Des recherches supplémentaires dans ce domaine sont nécessaires, mais il s’agit d’un point important pour les femmes pour lesquelles les pilules d’œstrogènes peuvent ne pas être sûres à utiliser, comme celles ayant des antécédents de cancer du sein.

Modulateurs sélectifs des récepteurs aux œstrogènes (SERM) : Les SERM sont une classe d’hormones synthétiques qui agissent comme des œstrogènes et bloquent l’activité des œstrogènes dans différentes parties de votre corps. Ces hormones apparaissent comme une alternative aux œstrogènes. Un exemple de SERM est le tamoxifène, qui est un puissant anti-œstrogène utilisé pour traiter le cancer du sein, mais qui provoque également des bouffées de chaleur et une sécheresse vaginale.

Plus précisément, un nouveau SERM connu sous le nom d’ospémifène est un traitement efficace contre le GSM et est approuvé par la FDA pour traiter les symptômes des relations sexuelles douloureuses associés au GSM.

Cependant, bien que les premières études suggèrent un effet anti-œstrogène sur le tissu mammaire similaire à celui du tamoxifène, il n’existe pas suffisamment de données pour recommander son utilisation chez les femmes ayant des antécédents de cancer du sein.

DHEA vaginale : La prastérone est une version artificielle de l’hormone qui produit des œstrogènes, connue sous le nom de déhydroépiandrostérone (DHEA). La prastérone, souvent appelée DHEA vaginale, est approuvée par la FDA pour traiter les symptômes du GSM. C’est un insert vaginal qui s’utilise quotidiennement. Une fois dans le vagin, l’hormone DHEA est convertie en œstrogène par les cellules de votre vagin.

Utiliser votre vagin aide

Croyez-le ou non, rester sexuellement actif pendant la ménopause aide à maintenir un vagin en bonne santé.

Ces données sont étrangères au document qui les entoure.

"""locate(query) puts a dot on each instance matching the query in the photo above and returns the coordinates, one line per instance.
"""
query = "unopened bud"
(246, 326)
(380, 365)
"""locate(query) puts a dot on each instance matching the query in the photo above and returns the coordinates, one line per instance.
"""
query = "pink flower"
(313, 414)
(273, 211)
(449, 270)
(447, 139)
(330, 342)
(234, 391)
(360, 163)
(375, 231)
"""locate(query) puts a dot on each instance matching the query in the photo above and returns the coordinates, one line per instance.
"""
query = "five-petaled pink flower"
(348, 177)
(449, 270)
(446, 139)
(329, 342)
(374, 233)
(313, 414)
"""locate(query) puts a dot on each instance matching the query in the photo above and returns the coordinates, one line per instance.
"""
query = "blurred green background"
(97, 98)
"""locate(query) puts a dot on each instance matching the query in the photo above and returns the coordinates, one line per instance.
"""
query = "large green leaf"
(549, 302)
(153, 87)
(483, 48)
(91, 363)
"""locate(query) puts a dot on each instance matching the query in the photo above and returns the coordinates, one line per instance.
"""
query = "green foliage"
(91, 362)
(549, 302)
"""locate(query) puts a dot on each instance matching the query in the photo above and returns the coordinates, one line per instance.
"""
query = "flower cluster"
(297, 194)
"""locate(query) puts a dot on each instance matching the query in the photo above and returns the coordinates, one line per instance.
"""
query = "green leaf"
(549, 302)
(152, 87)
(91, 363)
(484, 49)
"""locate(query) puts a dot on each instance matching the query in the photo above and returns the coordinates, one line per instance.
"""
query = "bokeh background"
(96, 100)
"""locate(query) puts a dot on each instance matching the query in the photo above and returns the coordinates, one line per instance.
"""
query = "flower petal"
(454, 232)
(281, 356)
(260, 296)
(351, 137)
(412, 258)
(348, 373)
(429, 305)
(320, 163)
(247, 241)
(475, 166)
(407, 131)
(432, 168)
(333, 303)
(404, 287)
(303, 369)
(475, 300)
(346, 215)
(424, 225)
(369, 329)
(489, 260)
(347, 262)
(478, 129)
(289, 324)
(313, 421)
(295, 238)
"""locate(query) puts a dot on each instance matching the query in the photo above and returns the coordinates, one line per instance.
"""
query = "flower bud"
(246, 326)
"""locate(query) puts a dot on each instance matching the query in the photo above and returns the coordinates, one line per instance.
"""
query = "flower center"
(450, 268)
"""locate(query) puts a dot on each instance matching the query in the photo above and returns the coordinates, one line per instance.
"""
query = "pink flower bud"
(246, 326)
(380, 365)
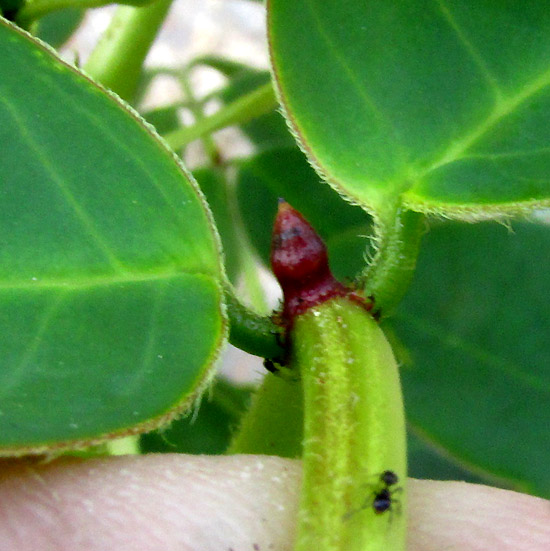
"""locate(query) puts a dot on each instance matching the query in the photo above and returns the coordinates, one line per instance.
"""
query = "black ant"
(382, 498)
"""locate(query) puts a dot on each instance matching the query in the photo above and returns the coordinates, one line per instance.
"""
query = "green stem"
(39, 8)
(398, 233)
(273, 424)
(196, 109)
(117, 60)
(251, 332)
(354, 431)
(252, 105)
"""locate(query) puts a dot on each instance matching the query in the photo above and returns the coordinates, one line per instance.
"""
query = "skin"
(223, 503)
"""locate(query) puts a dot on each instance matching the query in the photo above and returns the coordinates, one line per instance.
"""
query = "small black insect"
(384, 498)
(270, 366)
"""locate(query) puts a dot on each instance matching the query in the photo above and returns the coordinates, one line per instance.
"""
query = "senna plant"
(403, 132)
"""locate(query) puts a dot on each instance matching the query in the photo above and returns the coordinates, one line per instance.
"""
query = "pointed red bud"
(300, 263)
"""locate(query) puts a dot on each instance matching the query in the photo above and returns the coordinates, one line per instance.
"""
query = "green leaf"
(445, 106)
(428, 462)
(214, 186)
(476, 324)
(110, 276)
(206, 432)
(164, 119)
(285, 173)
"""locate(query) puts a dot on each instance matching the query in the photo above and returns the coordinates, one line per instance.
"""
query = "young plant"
(119, 268)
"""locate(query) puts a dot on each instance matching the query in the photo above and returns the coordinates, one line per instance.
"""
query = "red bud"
(300, 263)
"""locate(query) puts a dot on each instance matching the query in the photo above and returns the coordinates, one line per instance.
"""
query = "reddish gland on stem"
(300, 263)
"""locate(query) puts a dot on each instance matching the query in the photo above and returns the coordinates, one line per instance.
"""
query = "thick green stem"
(118, 57)
(252, 105)
(397, 241)
(273, 424)
(354, 432)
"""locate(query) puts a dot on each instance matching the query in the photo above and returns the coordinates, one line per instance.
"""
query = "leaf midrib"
(69, 284)
(502, 109)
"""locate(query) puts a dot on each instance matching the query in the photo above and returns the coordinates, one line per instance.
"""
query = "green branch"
(118, 57)
(251, 332)
(398, 233)
(248, 107)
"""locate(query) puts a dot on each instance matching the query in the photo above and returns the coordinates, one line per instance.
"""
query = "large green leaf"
(476, 324)
(110, 276)
(446, 104)
(207, 432)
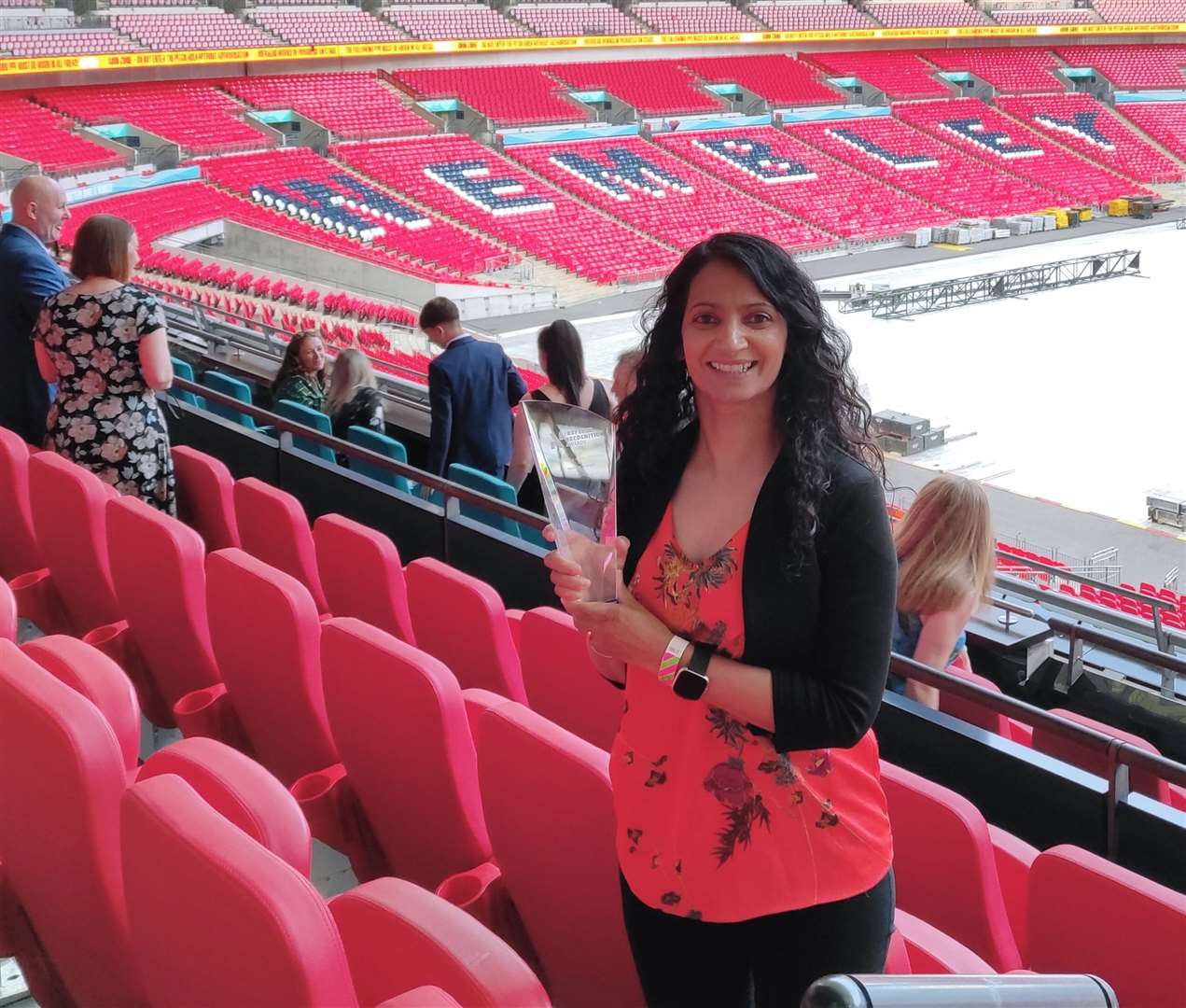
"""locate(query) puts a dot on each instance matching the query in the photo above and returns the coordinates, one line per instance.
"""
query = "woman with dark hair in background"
(753, 642)
(563, 359)
(301, 375)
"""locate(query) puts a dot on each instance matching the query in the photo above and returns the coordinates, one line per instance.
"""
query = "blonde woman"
(354, 399)
(945, 562)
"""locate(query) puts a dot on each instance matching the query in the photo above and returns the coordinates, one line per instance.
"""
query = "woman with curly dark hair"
(753, 642)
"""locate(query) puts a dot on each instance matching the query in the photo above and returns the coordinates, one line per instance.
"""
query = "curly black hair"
(817, 403)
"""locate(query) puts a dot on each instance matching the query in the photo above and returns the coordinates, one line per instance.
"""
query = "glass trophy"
(576, 458)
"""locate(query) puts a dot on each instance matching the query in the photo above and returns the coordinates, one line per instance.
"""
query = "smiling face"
(733, 338)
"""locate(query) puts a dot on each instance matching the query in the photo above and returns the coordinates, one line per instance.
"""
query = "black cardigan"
(824, 630)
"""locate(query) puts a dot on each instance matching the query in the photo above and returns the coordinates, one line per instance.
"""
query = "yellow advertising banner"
(132, 61)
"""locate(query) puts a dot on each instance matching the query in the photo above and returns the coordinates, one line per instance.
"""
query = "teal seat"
(307, 416)
(484, 483)
(231, 386)
(381, 445)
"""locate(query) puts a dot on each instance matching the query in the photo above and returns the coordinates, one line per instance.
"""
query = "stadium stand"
(1094, 131)
(900, 74)
(193, 114)
(796, 16)
(713, 16)
(43, 136)
(205, 30)
(551, 224)
(660, 195)
(1011, 70)
(780, 79)
(992, 136)
(652, 87)
(800, 179)
(465, 21)
(510, 95)
(325, 27)
(576, 19)
(354, 105)
(1164, 121)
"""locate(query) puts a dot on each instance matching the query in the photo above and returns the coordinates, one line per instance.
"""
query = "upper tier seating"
(900, 74)
(1012, 70)
(930, 14)
(327, 27)
(1164, 121)
(206, 30)
(510, 95)
(974, 127)
(822, 191)
(1091, 128)
(936, 172)
(796, 16)
(694, 16)
(44, 138)
(354, 105)
(653, 87)
(64, 43)
(539, 219)
(780, 79)
(1132, 65)
(467, 21)
(193, 114)
(659, 193)
(577, 19)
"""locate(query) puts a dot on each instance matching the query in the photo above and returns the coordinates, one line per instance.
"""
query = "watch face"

Une activité sexuelle régulière augmente le flux sanguin vers les tissus vaginaux et peut maintenir une partie de l’élasticité du vagin.Et vous ne devriez pas avoir peur de prendre les choses en main, littéralement.

La stimulation directe du clitoris par la masturbation ou l’utilisation d’un vibromasseur est un excellent moyen de favoriser la circulation sanguine. Les exercices de Kegel peuvent renforcer les muscles de votre plancher pelvien et favoriser la circulation sanguine vaginale. Même si vous faites une pause dans vos relations sexuelles, il existe des moyens de maintenir votre santé vaginale.